Every singer’s nightmare.
It used to happen to me a lot when I was in high school. My friends would tease me jovially saying, “Andrea, do your Joan Rivers voice!”
In college, it was less funny because for a while I was studying classical voice and losing your voice could mean missing a critical audition or failing a midterm.
Here’s what it means to me today.
95% of my fledgling business and the work I do that make up my livelihood rely upon my voice.
Imagine, if you will, a yoga class that I taught completely silently with a lovely meditative playlist in the background, poster-size flash cards, physical demonstration of each asana (pose) and a meditation bell to signal when it’s time to look up for the next poster.
Or a women’s forum and networking event where I happily sat in a booth and listened to the speakers but when it came time to mingle, I had only a stack of post-it notes, a pen and a smile. I even ordered water with no ice from the bar on a post-it!
Or the look on a 5-year-old camper’s face when she asked me a question and I had to squeak out that I lost my voice. She told me I was faking! Five minutes later, she reconsidered and asked with concern, “Did you really lose it? Where did it go?”

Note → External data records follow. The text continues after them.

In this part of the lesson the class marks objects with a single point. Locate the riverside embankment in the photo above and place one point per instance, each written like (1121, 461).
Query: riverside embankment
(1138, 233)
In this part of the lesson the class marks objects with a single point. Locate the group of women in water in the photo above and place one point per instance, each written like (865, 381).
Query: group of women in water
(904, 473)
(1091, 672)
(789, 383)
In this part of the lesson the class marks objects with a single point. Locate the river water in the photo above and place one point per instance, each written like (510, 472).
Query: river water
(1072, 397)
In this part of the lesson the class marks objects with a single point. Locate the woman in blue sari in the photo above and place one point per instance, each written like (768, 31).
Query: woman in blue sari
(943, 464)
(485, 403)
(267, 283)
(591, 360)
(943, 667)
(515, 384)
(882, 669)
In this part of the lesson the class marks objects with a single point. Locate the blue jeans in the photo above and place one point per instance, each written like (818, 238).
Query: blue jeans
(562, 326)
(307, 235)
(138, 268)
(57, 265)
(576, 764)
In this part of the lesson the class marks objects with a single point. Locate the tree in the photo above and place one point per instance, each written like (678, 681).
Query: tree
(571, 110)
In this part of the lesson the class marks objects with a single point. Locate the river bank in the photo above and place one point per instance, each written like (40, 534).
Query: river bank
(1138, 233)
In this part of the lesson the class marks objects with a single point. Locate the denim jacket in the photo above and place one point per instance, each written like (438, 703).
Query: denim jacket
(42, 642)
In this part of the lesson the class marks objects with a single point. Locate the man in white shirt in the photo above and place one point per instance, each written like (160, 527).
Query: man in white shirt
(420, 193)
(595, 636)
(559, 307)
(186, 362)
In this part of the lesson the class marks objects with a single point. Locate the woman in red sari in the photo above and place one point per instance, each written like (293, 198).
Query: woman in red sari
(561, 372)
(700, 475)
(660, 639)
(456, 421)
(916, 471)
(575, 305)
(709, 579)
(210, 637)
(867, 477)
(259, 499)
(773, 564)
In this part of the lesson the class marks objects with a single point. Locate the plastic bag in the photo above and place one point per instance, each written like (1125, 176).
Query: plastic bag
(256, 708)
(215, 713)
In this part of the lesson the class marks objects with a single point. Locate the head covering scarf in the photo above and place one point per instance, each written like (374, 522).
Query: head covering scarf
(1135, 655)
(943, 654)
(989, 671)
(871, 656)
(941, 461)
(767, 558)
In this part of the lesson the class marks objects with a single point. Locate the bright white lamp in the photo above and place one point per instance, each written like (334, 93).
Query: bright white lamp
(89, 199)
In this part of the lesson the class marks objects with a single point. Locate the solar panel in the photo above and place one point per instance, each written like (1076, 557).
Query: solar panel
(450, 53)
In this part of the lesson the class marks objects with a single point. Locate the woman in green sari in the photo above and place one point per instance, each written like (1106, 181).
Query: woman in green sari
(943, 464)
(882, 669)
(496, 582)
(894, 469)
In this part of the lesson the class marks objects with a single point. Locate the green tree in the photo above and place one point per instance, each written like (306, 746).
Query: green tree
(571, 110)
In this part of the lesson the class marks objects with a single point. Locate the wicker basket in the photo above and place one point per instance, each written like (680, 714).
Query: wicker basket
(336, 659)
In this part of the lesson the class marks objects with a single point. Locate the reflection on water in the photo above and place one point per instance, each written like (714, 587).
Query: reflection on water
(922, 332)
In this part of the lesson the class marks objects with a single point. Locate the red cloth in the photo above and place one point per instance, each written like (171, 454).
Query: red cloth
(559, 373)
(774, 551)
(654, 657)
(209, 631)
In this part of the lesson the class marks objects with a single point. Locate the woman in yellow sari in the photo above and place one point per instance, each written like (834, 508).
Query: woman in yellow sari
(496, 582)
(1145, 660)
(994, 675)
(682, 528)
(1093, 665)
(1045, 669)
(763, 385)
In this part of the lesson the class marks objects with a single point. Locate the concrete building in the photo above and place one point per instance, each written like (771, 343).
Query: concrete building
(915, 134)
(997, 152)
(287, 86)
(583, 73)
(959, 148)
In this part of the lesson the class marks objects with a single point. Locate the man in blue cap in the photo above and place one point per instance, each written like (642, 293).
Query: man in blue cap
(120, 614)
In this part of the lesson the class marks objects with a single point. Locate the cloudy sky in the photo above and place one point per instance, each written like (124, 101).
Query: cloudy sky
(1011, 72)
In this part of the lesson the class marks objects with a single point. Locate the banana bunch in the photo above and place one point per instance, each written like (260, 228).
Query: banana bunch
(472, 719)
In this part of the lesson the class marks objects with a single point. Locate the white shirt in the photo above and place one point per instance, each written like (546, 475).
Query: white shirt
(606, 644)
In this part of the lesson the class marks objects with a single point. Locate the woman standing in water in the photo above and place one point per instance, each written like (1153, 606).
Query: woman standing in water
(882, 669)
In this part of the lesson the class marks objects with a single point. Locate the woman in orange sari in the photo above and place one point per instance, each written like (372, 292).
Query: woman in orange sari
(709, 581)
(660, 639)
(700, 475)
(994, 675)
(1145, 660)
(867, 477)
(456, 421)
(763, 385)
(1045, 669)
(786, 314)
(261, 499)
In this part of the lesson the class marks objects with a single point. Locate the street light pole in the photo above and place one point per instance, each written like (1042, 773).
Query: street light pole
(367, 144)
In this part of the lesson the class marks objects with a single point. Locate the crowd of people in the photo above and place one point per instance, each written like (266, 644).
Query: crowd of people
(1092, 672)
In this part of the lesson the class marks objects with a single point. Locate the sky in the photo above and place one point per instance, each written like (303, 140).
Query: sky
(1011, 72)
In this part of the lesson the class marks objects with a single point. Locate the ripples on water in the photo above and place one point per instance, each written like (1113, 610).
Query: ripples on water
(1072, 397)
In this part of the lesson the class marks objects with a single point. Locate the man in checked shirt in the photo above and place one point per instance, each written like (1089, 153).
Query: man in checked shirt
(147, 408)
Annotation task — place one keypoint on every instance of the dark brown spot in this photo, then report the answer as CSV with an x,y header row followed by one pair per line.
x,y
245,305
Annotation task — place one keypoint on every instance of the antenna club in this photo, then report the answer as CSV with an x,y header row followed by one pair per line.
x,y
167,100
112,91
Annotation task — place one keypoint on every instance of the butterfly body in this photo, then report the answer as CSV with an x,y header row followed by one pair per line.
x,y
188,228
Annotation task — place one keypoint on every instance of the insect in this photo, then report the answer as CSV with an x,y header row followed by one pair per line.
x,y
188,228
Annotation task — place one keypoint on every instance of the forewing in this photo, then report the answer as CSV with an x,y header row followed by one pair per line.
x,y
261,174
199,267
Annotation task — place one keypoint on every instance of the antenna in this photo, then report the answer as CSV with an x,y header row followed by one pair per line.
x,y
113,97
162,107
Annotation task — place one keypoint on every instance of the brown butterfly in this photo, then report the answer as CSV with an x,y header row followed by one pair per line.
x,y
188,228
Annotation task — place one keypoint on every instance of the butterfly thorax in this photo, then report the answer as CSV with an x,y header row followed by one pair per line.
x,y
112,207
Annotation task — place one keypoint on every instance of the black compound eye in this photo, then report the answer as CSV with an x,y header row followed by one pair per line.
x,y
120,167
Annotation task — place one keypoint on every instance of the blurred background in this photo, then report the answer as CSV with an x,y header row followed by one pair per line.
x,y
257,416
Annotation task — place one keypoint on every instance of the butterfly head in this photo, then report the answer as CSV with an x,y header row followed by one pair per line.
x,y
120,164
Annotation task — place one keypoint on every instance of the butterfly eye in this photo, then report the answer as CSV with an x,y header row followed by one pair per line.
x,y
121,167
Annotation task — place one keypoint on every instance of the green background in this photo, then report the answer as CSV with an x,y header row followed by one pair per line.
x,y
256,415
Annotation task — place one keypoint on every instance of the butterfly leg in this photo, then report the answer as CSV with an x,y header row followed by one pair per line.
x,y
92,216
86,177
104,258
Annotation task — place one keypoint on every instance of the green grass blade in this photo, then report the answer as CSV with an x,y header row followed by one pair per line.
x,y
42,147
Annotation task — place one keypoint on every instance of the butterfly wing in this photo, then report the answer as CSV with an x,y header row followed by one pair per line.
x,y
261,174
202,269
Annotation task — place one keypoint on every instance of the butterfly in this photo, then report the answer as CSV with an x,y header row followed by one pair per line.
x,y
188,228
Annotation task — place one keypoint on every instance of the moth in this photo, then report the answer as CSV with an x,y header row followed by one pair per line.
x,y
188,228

So I’ve been drinking herbal remedies by the gallon, steaming my face with eucalyptus, self-prescribing vocal rest and pouting a little… because, well, I feel limited.
It’s easy to slip into “oh-woe-is-me” mode or throw my hands up and say, “well it’s not my fault things have come to a grinding halt — I can’t speak!”
But that’s not useful.
What IS useful is to take advantage of this opportunity to pause, get quiet (ha!) and check what’s happening in and around me… to take stock. Like an obligatory silent meditation retreat!
Two days before I came down with the cold that spiraled into this voiceless state of being, I recorded a pre-season podcast episode of The Creative Impostor and talked about a spring cleaning of sorts I was doing in my professional life.
I had valiantly decided to pare down some of the services I’m offering in an effort to bring more focus and clarity to my personal brand (always a struggle for me because I like to dip my fingers in sooooo many different pots!)
The ultimate decision was that everything would center largely around my voice and supporting my clients, students and community in discovering and nurturing their own creative voices. I’m even designing a new training with the working title Reveal Your True Voice: an exploration of sound, mantra, and vocal confidence.
I felt FANTASTIC about that decision, my UVP (unique value proposition, or uniquely vibrant point of view) felt clear, strong and true. And then THIS.
My mind fluttered around from theory to theory and rationalization to rationalization.
Of course this would happen. Every time I try something new, it never works!
Maybe I’ve made a mistake and need to reconsider my direction.
It’s just a reminder to slow down and take better care of myself.
Perhaps the universe is testing my resolve to see how much I believe in this purpose.
Purely coincidence, there’s no lesson here. It sucks, just wait it out.
Who am I without my voice?
Oh God, what if this is it and my voice NEVER comes back?!
It got to the point where my boyfriend said he kept thinking I was mad at him because I wouldn’t talk and that he missed the sound of my voice.
Besides being super sweet, it made me realize how much of how people perceive us is dependent upon our voice. There is a lot of focus in our society right now on content, the WHAT of the conversation. But maybe what’s more important is even just the sound of our voice, HOW things are being said.
Nowhere is that more apparent than in the world of podcasting. As I’ve listened to hundreds of podcasts at this point, I’ve realized that the ones I come back to time and again are the ones with the best combination of engaging content and superb audio quality including the sound of the host’s voice.
There are voices I can fall asleep to and voices that energize me, voices that soothe and voices that inspire. And then there are voices that irritate me so much, I’m hard pressed to tune in again even if I really want to know what they have to say.
So I guess that’s the point.
Your voice matters.
My voice matters.
And that’s really all I have to say.